Although I've never written a hex editor before, I would guess that at a very basic level you should just load the file into memory in binary format, then use itoa() or something to convert the bytes to text that you can display (then edit and convert back to bytes and overwrite the file.) Though on the interface, you're on your own ;p I would suggest you use java or C# or something though, as windows programming in C++ can be a bitch sometimes =/
you make a byte buffer, you load a file as binary into it, and then you show chunks of that buffer as hexadecimal values. when saving you just write that buffer as binary into the file again.
Considering that in using ifstream to load a file in binary mode you can work with individual bytes in the form of integers or characters, is conversion using itoa really necessary if you're working with a file that has ASCII text? ASCII would still be read/displayed properly[ASCII being a byte per character]
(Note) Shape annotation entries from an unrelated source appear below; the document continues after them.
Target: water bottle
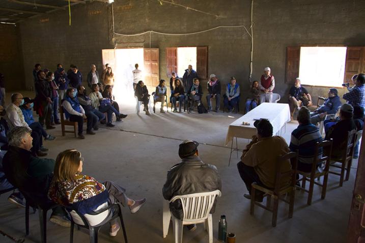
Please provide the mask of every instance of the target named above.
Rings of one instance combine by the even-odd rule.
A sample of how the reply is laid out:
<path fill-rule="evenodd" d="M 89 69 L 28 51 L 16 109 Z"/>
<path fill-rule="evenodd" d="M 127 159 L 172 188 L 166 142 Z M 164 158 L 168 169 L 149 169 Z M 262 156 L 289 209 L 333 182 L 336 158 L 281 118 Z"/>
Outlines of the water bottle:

I wouldn't say that conversion using itoa is absolutely necessary, since it all depends on what you're going to be using. The reason why I mentioned itoa is because I figured that since the bytes will ultimately be displayed on a hex editor, I would assume that the hex editor will be a GUI-based program. To my experience, usually if you want to display numerical data in those you'd have to convert the data to a string or something first, though I would guess this also depends on the API you're going to be using (I just haven't come across one yet that just allowed me to directly display numerical data without having to convert it first.) As for the ASCII text, I'm not really sure what you're trying to say. If I understand you correctly, all hex editors I've seen usually show the bytes' values and then their ASCII representations on the right (which is quite simple to figure out how to do.) The bytes' values are not the same thing as what ASCII character they represent.